Photographer gets personal with wildlife
"Angel Wings": That’s what Evanston wildlife photographer Jerry Goldner calls this portrait of a Snowy Owl he observed last year in Chicago. | Photos by Jerry Goldner
Updated: March 22, 2013 12:49PM
Jerry Goldner remembers the moment when he became a wildlife photographer.
The commercial real estate agent was eating lunch at the Skokie Lagoons one day not so long ago and he had the camera with him that he used to take photos of properties. While he was watching some nearby herons and egrets, he decided to take out the camera and snap a few shots. And that was that.
He bought a 600mm telephoto lens, started shooting pictures for the now-defunct Chicago Wilderness magazine and eventually began creating photo exhibits for the Peggy Notebaert Nature Museum in Chicago, including his most recent “Owls of Illinois” exhibit.
“There’s something magical about owls and the way they look at you,” said the 55-year-old longtime Evanston resident. “They’re stunningly beautiful and intelligent creatures. There’s wisdom in the way they carry themselves. There’s a reason people refer to them as ‘wise old owls.’ ”
Goldner collected striking photos of all nine owl species in northern Illinois during the past two years for the Notebaert exhibit, while on a professional hiatus during the real-estate slump. All of them, from the Snowy Owl to the Saw-Whet, can be seen along with other nature portraits at his website, www.profilesofnature.com.
Goldner explained that he has been able collect his remarkable daytime shots because of the relationship he has cultivated with area birdwatchers, who are typically not fond of photographers. They appreciate his work as an environmentalist and wildlife activists, however, and his commitment to observing birds from a distance without disrupting their roosts.
“Many photographers don’t care about the species; they only care about the photo,” he said, explaining that they will often startle birds into flying or bait them with food to get an action shot. “I’d rather have the beautiful energy shot. I love the intimacy with wild species you can achieve once they realize you’re not a danger.”
“It’s more important to me to get to know them as subjects,” he explained. “I’ll spend eight hours observing one bird.

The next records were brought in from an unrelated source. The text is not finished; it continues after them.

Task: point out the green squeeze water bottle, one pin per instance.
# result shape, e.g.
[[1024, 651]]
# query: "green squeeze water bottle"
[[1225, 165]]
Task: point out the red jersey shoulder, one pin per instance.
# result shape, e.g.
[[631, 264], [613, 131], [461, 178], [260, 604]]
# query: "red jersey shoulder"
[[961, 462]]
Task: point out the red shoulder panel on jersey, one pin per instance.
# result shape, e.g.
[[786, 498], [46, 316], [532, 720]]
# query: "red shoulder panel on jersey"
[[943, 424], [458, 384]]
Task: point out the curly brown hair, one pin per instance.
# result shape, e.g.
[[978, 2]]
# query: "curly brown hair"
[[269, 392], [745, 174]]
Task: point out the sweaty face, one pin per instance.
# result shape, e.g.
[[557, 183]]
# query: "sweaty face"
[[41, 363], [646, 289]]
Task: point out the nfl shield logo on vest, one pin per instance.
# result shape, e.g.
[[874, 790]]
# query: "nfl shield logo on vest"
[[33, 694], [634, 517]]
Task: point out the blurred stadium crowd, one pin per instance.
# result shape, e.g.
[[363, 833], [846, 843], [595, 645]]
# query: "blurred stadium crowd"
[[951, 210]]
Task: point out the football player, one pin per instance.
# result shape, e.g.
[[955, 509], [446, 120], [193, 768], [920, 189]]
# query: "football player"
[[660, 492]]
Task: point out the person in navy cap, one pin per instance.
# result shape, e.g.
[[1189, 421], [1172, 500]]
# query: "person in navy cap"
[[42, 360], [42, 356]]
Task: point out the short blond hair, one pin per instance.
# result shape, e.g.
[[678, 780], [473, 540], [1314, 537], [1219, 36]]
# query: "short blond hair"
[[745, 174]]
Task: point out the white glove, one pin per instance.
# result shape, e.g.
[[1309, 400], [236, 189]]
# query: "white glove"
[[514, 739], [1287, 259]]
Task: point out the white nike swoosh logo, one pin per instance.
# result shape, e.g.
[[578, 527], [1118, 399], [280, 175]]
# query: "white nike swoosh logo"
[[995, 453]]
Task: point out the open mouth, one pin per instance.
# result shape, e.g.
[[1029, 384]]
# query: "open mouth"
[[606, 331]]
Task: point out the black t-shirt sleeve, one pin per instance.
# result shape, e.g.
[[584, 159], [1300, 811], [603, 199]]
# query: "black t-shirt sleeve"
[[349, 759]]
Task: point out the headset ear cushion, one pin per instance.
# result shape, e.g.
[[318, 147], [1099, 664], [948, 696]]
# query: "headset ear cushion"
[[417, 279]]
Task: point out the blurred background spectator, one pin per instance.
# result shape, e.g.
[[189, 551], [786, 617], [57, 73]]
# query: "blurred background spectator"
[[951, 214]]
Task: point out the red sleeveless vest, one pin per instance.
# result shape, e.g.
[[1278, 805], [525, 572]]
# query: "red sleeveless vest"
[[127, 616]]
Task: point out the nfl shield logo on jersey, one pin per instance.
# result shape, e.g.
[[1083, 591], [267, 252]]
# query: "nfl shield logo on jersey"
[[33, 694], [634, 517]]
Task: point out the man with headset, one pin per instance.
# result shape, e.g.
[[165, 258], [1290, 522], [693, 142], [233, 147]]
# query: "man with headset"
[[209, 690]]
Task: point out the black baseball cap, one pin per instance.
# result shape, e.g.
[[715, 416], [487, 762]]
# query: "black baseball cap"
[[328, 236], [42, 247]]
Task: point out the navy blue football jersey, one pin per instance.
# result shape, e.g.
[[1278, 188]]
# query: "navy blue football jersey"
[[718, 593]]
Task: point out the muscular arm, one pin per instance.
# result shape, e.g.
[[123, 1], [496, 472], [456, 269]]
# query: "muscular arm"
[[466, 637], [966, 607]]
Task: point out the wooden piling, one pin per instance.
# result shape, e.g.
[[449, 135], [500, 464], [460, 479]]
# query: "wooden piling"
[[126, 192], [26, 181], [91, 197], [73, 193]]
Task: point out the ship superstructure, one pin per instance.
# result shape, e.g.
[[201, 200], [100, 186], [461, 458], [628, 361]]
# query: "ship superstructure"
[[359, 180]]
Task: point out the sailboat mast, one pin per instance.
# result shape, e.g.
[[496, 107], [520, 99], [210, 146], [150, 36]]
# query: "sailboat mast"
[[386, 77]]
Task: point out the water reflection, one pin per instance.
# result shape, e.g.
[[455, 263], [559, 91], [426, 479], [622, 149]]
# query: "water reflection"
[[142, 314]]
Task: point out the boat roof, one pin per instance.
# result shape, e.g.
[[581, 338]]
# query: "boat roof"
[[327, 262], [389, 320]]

I have a lot of patience and I’ve had a lot of luck — good karma.”
A prime example of the latter occurred when Goldner had two weeks left to complete his owl exhibit and he still hadn’t spotted a Burrowing Owl, which is rare in the Chicago area. Then, early one morning while shooting some photos on the beach near Montrose Avenue, he “accidentally flushed something out of the sand and it landed on a rock and was staring at me.”
“I didn’t know what it was at first,” he said. “Then I realized it was a tiny Burrowing Owl, right there in front of me. And there had been only one of them seen earlier in Chicago.
“I can’t tell you what a mind blower that was.”